Thermal refraction in ionic liquids induced by a train of femtosecond laser pulses

• We measure the thermal lens effect in a set of ionic liquids with Z-scan.
• We study the cation (anion) influence when combined with [Tf2N]− ([BMIM]+).
• We identify the anions/cations that enhance and minimize the thermal lens effect.
• We provide absorption coefficients and, when possible, thermal conductivities.
• We calculate, when possible, the thermo-optic coefficients.

The Z-scan technique is used to characterize the nonlinear refraction induced by a train of ultrashort laser pulses (80 fs, repetition rate 80.75 MHz) for a set of ionic liquids as a function of their structural parameters such as cation, anion type and alkyl chain length in the cation.
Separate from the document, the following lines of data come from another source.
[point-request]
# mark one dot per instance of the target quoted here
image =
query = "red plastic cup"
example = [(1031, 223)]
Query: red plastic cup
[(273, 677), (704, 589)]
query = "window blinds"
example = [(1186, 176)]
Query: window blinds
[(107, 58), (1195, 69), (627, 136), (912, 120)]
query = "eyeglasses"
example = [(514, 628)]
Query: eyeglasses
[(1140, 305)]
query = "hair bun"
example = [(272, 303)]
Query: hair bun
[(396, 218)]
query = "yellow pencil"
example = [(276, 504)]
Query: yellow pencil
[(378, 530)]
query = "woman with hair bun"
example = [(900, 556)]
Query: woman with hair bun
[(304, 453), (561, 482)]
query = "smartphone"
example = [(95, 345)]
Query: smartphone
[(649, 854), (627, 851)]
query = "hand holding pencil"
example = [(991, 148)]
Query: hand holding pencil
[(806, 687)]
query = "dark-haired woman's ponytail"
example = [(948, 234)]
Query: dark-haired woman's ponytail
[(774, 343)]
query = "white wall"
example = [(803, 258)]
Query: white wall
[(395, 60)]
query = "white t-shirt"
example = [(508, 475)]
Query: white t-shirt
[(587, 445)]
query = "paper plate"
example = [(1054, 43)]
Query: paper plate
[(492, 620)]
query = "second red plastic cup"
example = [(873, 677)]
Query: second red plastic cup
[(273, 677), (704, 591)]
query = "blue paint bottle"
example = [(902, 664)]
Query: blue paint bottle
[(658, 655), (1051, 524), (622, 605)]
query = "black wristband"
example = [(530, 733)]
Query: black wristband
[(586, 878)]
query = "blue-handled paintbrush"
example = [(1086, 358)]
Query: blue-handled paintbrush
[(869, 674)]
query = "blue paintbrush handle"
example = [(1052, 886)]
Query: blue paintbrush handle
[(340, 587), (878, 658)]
The nonlinear refractive index change is originated by linear absorption processes which cause a nonlocal and inhomogeneous increase of temperature in the irradiated region of the sample that behaves as a thermal lens. The thermal refraction, according to the thermal lens model, is mainly related to three physical properties of the medium, which are the absorption at the excitation wavelength, the thermal conductivity and the thermo-optic coefficient. We explore the influence of anions and cations on these properties and on the thermal lens strength. The cationic influence was the object of study for the ILs based on the 1-butyl-3-methyl-imidazolium cation. The anionic influence was studied for the ILs based on the bis(trifluoromethylsulfonyl)imide anion. The obtained results show that both cation and anion affect significantly the thermal lens strength. The thermal refraction is 1.6 times higher in 1-butyl-3-methyl-imidazolium chloride than in 1-butyl-3-methyl-imidazolium bis(trifluoromethylsulfonyl)imide, and 3.3 times higher in trihexyl(tetradecyl)phosphonium bis(trifluoromethylsulfonyl)imide than in 1-butylpyridinium bis(trifluoromethylsulfonyl)imide. Optical absorption at 810 nm is influenced by both ionic parts, whereas the anion hardly determines the magnitude of the thermal conductivity.